LLM (`adapters/base/llm.py`)

class LLMAdapter:
    def complete(self, prompt: str, capability: str, context: dict) -> str
    def resolve_model(self, capability: str) -> str
    # capability: "reasoning-heavy" | "capable" | "fast-cheap"

VCS (`adapters/base/vcs.py`)

class VCSAdapter:
    def create_branch(self, name: str) -> None
    def commit(self, files: list[str], message: str) -> str       # returns commit sha
    def create_pr(self, title: str, body: str, head: str, base: str) -> str  # returns pr url
    def get_pr_status(self, pr_id: str) -> str                    # open | merged | closed

Notify (`adapters/base/notify.py`)

class NotifyAdapter:
    def send(self, message: str, context: dict) -> None

Runtime (`adapters/base/runtime.py`)

class RuntimeAdapter:
    def spawn(self, task: str, capability: str, context: dict) -> str  # returns agent_id
    def get_result(self, agent_id: str, timeout_s: int) -> dict
    def kill(self, agent_id: str) -> None

# Two implementations:
#   openclaw.py    — general purpose, uses sessions_spawn, suits T1/T2/T3
#   claude_code.py — coding-specialized, has file/git/exec tools, suits T4/T5
#
# The runner selects runtime based on brief.preferred_runtime:
#   "standard"      → openclaw.py (default)
#   "coding_agent"  → claude_code.py (falls back to standard if unavailable)
#
# Both implementations inject brief.agent_personality as the system prompt
# when spawning, if present. Falls back to generic tier prompt otherwise.
# claude_code.py passes the agent file via --system-prompt flag natively
# (agency-agents was designed for Claude Code's agents/ directory).
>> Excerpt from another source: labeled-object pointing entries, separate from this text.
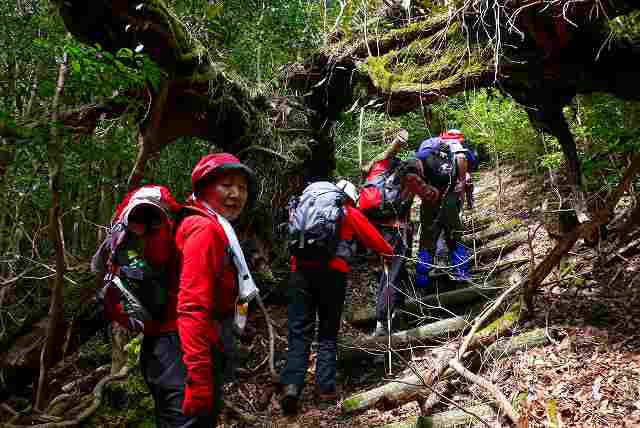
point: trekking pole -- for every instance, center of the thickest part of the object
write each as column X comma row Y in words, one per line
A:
column 388, row 295
column 274, row 375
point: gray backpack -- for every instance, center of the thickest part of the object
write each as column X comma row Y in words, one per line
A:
column 313, row 221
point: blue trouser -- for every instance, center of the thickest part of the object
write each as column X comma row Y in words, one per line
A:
column 165, row 373
column 391, row 288
column 311, row 291
column 436, row 219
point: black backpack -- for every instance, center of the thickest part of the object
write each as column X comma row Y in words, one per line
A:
column 313, row 221
column 381, row 195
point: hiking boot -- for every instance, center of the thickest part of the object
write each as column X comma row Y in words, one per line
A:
column 460, row 259
column 289, row 402
column 327, row 398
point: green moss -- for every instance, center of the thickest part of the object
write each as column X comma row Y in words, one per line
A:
column 436, row 62
column 351, row 404
column 507, row 320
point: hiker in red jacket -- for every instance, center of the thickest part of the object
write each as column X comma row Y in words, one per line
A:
column 186, row 370
column 317, row 285
column 386, row 199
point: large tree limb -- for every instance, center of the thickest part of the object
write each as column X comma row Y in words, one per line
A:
column 419, row 335
column 468, row 416
column 600, row 218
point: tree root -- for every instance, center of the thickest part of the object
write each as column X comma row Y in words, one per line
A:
column 501, row 400
column 267, row 318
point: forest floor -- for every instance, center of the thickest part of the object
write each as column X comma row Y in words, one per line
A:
column 584, row 373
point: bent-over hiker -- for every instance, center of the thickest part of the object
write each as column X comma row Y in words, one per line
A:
column 189, row 366
column 322, row 227
column 386, row 199
column 445, row 166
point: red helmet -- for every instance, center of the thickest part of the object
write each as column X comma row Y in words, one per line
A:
column 218, row 163
column 452, row 134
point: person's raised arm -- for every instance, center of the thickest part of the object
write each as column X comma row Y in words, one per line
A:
column 201, row 264
column 367, row 233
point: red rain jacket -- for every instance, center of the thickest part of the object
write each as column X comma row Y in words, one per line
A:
column 354, row 225
column 208, row 290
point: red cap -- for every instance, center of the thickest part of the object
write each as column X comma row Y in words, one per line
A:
column 151, row 194
column 217, row 163
column 452, row 134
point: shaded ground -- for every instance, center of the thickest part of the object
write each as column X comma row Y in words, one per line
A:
column 587, row 375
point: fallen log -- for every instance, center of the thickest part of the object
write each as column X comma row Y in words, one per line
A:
column 502, row 246
column 423, row 334
column 419, row 384
column 451, row 418
column 366, row 315
column 476, row 222
column 501, row 265
column 508, row 346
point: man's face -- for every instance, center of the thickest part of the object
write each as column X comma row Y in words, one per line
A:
column 228, row 194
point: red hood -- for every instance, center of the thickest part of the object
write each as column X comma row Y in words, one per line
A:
column 217, row 163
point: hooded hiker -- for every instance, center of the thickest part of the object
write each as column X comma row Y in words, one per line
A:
column 386, row 199
column 323, row 224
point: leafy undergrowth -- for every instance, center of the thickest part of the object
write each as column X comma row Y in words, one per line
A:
column 587, row 374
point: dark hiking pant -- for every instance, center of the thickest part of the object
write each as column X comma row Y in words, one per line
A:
column 392, row 288
column 165, row 373
column 311, row 291
column 436, row 219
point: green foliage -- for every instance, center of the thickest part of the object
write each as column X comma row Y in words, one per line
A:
column 493, row 121
column 107, row 73
column 257, row 37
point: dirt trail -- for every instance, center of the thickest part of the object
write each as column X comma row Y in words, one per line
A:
column 581, row 373
column 582, row 367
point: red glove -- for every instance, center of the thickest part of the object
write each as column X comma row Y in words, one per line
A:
column 198, row 399
column 460, row 188
column 416, row 185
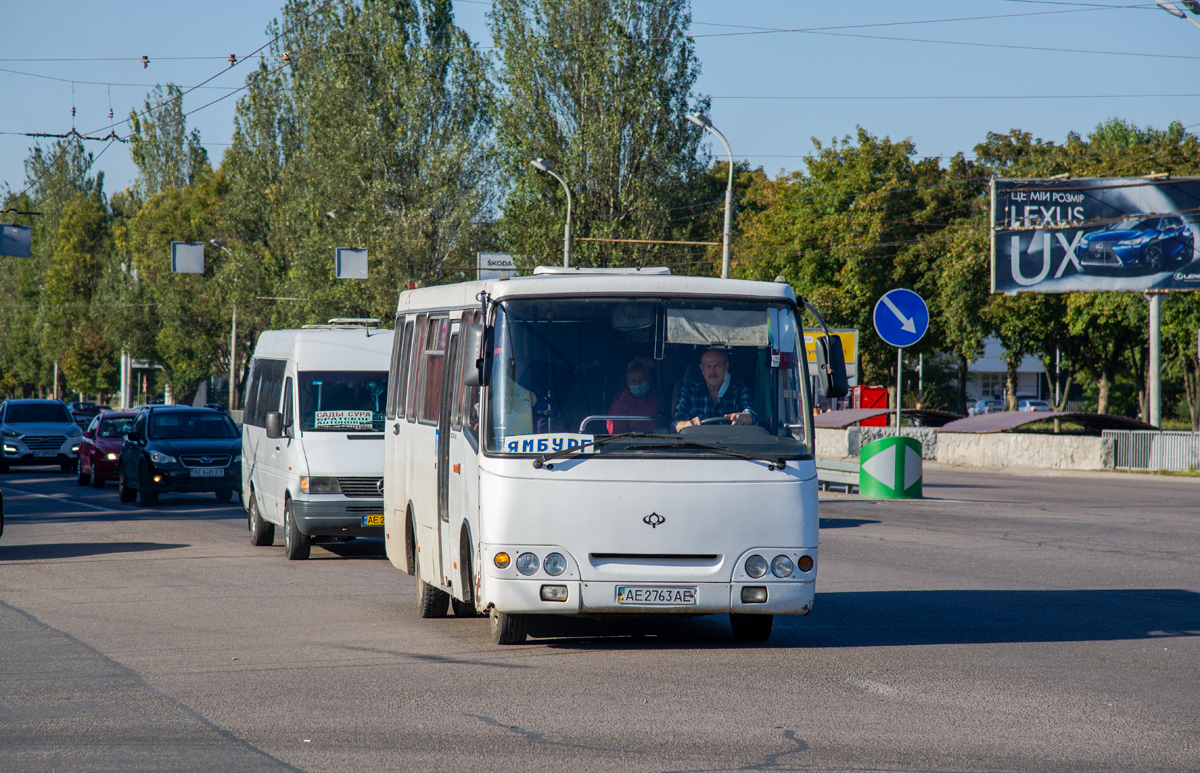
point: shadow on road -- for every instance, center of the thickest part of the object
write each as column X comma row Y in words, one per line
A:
column 905, row 618
column 77, row 550
column 845, row 523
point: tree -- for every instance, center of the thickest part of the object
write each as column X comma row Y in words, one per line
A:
column 600, row 89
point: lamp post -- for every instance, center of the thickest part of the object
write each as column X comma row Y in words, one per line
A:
column 541, row 165
column 233, row 342
column 701, row 120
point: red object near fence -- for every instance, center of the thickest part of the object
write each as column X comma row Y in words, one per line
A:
column 871, row 397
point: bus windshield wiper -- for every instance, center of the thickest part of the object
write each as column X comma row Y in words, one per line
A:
column 773, row 462
column 604, row 441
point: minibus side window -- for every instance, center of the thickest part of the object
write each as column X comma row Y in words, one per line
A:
column 433, row 369
column 456, row 377
column 400, row 353
column 414, row 367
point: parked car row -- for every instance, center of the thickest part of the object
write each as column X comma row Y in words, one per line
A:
column 991, row 405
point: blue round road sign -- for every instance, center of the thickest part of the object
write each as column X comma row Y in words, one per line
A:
column 901, row 317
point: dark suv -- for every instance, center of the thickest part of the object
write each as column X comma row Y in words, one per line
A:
column 181, row 449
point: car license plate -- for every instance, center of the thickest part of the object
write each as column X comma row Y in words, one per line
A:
column 655, row 595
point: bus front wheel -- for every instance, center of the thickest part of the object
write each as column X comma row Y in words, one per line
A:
column 507, row 629
column 751, row 627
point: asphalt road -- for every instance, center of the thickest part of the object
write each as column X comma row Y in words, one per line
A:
column 1005, row 623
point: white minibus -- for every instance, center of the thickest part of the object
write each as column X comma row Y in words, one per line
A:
column 312, row 433
column 604, row 442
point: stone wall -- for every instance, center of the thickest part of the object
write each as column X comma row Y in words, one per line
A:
column 1013, row 449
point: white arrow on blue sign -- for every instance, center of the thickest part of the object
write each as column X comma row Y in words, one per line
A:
column 901, row 317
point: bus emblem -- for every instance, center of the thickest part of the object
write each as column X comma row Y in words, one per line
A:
column 653, row 520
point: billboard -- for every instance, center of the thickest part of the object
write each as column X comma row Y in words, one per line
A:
column 1060, row 235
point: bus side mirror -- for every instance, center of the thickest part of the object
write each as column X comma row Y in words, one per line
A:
column 831, row 367
column 274, row 424
column 477, row 367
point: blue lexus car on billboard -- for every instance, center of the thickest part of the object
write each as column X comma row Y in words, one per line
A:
column 1145, row 245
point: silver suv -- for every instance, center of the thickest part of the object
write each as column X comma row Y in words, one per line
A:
column 39, row 432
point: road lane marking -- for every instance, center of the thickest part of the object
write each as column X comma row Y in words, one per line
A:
column 61, row 497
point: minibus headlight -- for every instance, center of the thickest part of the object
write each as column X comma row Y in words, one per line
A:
column 555, row 564
column 756, row 565
column 527, row 563
column 319, row 484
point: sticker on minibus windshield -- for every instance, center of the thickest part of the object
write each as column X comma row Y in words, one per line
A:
column 343, row 418
column 546, row 443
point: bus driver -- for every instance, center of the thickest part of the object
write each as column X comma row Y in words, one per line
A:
column 713, row 396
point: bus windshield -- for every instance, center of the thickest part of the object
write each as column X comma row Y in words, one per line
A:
column 336, row 401
column 714, row 372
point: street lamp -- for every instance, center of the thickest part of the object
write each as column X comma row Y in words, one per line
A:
column 233, row 341
column 541, row 165
column 701, row 120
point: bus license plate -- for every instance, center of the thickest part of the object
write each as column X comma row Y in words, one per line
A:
column 655, row 595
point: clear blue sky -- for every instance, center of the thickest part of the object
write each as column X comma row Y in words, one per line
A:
column 897, row 69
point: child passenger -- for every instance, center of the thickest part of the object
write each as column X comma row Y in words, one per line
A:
column 639, row 399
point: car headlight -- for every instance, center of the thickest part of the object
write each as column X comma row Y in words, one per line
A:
column 527, row 563
column 318, row 484
column 555, row 564
column 756, row 565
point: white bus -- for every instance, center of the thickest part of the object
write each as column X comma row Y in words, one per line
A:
column 603, row 442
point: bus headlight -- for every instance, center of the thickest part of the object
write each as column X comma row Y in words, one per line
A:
column 527, row 563
column 756, row 565
column 555, row 564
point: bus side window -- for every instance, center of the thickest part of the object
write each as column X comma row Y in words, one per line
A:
column 414, row 367
column 432, row 369
column 456, row 376
column 468, row 409
column 397, row 382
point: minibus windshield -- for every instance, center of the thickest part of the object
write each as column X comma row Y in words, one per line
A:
column 717, row 372
column 336, row 401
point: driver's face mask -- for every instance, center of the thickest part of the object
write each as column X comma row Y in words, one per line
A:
column 725, row 385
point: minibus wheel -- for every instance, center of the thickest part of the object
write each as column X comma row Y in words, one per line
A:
column 297, row 545
column 262, row 532
column 508, row 629
column 751, row 627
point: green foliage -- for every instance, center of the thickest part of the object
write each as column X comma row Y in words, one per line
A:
column 600, row 89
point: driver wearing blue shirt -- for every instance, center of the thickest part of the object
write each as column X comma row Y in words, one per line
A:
column 715, row 396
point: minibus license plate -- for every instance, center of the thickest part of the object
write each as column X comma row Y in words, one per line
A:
column 655, row 595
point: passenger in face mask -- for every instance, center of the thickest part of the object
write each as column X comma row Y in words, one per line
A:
column 639, row 399
column 715, row 396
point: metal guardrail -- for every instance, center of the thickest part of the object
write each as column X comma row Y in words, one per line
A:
column 1144, row 449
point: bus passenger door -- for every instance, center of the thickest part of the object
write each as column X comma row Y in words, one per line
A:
column 443, row 461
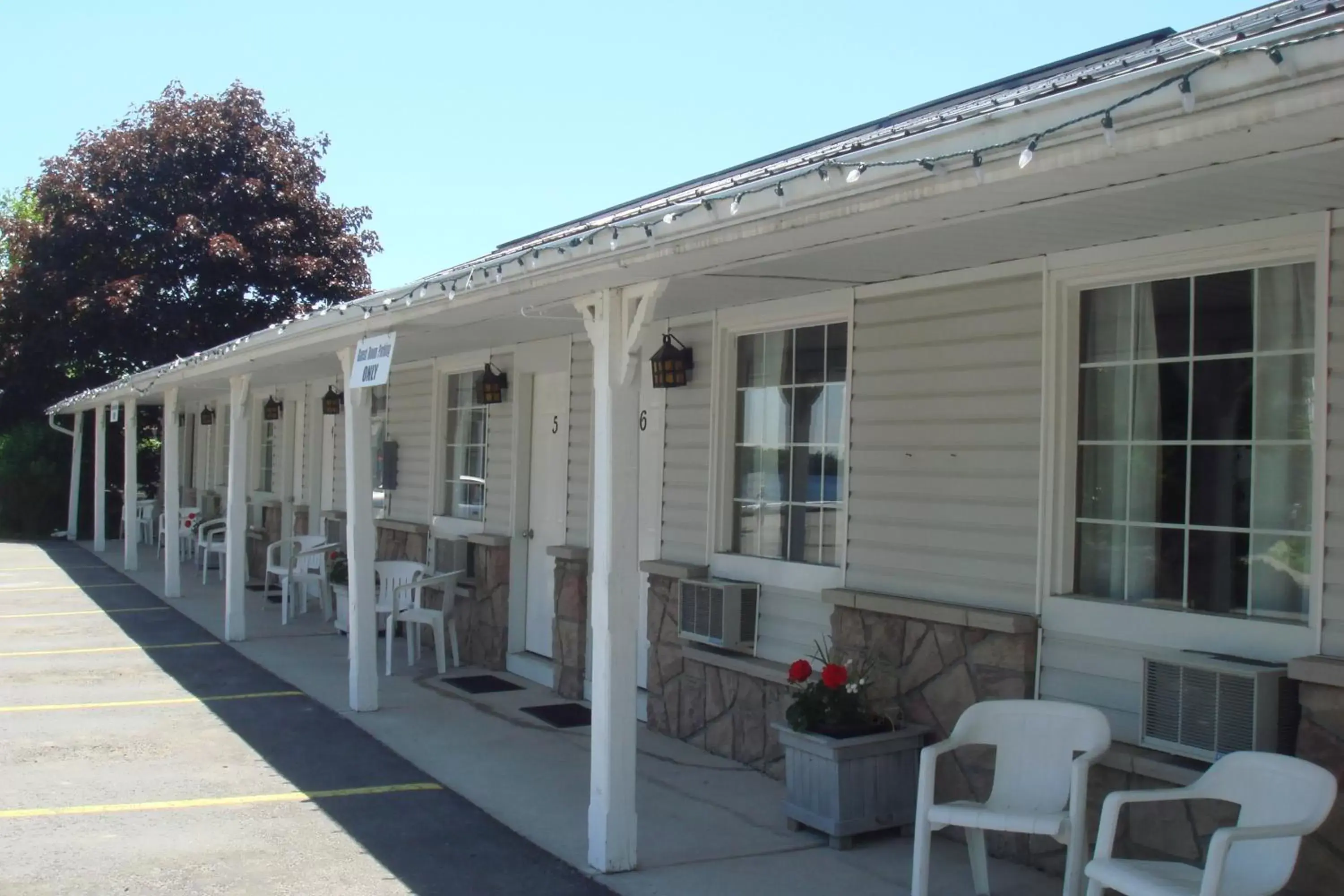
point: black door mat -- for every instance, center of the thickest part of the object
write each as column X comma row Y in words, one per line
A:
column 482, row 684
column 562, row 715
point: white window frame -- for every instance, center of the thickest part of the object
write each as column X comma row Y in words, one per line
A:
column 1303, row 238
column 441, row 524
column 832, row 307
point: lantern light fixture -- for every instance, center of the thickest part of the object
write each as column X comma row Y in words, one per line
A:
column 490, row 389
column 671, row 365
column 332, row 402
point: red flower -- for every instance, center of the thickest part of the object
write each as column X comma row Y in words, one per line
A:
column 800, row 671
column 834, row 675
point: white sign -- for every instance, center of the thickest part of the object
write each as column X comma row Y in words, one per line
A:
column 373, row 361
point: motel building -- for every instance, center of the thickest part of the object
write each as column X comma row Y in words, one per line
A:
column 1025, row 393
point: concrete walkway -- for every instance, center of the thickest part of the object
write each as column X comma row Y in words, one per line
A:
column 138, row 754
column 707, row 825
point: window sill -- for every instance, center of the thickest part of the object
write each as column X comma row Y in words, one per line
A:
column 776, row 574
column 1092, row 618
column 451, row 527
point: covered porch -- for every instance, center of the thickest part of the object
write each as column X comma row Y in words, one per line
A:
column 707, row 825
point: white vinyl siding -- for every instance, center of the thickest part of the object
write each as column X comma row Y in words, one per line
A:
column 499, row 456
column 581, row 443
column 686, row 453
column 409, row 412
column 945, row 440
column 1332, row 606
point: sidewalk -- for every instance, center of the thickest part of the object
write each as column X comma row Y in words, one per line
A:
column 707, row 825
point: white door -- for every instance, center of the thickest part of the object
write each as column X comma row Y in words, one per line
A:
column 652, row 405
column 546, row 503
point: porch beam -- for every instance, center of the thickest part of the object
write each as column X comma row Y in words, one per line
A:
column 100, row 478
column 172, row 496
column 129, row 488
column 76, row 456
column 236, row 509
column 359, row 543
column 613, row 320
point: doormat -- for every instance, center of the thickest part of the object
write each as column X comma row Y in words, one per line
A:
column 562, row 715
column 482, row 684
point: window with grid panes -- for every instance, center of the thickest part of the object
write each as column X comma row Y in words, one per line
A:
column 1195, row 418
column 465, row 453
column 788, row 493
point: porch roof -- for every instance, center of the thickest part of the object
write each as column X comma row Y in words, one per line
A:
column 742, row 258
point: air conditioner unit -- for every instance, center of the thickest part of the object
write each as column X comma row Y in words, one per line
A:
column 1206, row 706
column 719, row 613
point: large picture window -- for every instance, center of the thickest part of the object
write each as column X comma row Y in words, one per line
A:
column 1195, row 422
column 789, row 449
column 464, row 493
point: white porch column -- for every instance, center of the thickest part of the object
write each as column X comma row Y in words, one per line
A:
column 359, row 544
column 172, row 496
column 76, row 452
column 288, row 426
column 236, row 509
column 100, row 478
column 613, row 322
column 129, row 487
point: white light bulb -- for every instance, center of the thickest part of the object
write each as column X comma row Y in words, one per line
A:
column 1027, row 155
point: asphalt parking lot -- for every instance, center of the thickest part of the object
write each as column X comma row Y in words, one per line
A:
column 139, row 754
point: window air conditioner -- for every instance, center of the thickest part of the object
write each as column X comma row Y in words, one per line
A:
column 719, row 613
column 1206, row 706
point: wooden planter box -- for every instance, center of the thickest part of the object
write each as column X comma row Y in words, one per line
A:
column 851, row 786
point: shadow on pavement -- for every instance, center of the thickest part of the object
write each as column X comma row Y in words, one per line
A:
column 433, row 841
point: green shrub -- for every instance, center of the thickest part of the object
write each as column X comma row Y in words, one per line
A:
column 34, row 481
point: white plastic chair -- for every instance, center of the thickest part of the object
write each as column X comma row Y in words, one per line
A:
column 1283, row 800
column 400, row 587
column 307, row 567
column 1039, row 788
column 211, row 539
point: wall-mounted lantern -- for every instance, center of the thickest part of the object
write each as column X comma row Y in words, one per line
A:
column 671, row 363
column 491, row 389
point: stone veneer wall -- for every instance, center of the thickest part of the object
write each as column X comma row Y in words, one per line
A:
column 483, row 613
column 569, row 630
column 1320, row 739
column 724, row 711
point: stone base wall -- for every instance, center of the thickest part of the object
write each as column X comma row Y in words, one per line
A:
column 400, row 544
column 483, row 616
column 724, row 711
column 569, row 630
column 1320, row 739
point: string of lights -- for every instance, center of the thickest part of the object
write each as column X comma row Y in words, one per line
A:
column 615, row 233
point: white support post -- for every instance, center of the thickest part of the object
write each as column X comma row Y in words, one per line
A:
column 76, row 456
column 172, row 496
column 236, row 509
column 129, row 488
column 288, row 412
column 100, row 478
column 359, row 544
column 613, row 320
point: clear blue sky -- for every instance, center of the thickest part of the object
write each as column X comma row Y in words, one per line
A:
column 468, row 124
Run Config (`config/team.yaml`)

run:
  goal: "Build webhook ingestion system with retry logic and DLQ"
  repo: "git@github.com:org/repo.git"
  base_branch: "main"

adapters:
  llm: anthropic
  vcs: github
  notify: openclaw
  runtime: openclaw

models:
  provider: anthropic          # default provider
  capability_map:
    reasoning-heavy:
      anthropic: claude-opus-4-6
      openai: o3
    capable:
      anthropic: claude-sonnet-4-6
      openai: gpt-4o
      ollama: llama3.1:70b
    fast-cheap:
      anthropic: claude-haiku-3-5
      openai: gpt-4o-mini
      ollama: llama3.2

  # optional: override provider per tier
  tier_overrides:
    t1: { provider: openai, capability: reasoning-heavy }
    t4: { provider: ollama, capability: fast-cheap }

runtime:
  default: openclaw
  coding_agent: claude_code     # used for T4/T5 when available; omit to disable
  native_teams: false           # Claude Code's experimental agent teams — opt-in only
                                # when true: T3 hands full workstream to Claude Code,
                                # which fans out internally. faster but less blackboard
                                # visibility. default: false (explicit T4 spawning)
  # tier_runtime_map (optional overrides):
  #   t1: standard
  #   t2: standard
  #   t3: standard
  #   t4: coding_agent
  #   t5: coding_agent

retry_defaults:
  bad_output: 3
  partial: 2
  blocked: 0    # always escalate immediately

visibility:
  strict_mode: false          # true = all gates on (recommended for first runs)
  log_level: normal           # normal | verbose (verbose = per-T4 start/done lines)
  inspection_gates:
    t1_plan: true             # always — required by design
    t2_lead: false            # optional — review boundaries before specialists spawn
    t2_synthesis: true        # recommended — review architecture before implementation
    t3_plan: false            # verbose — useful early on, disable once T3 is trusted
    t5_verdict: false         # review T5 joint verdict before T3 marks workstream done
  gate_timeout_minutes: 60    # auto-reject if no human response within this window

t3_mesh_timeout_minutes: 10   # max time for T3s to commit task lists before runner escalates

Role Registry (`config/role_registry.yaml`)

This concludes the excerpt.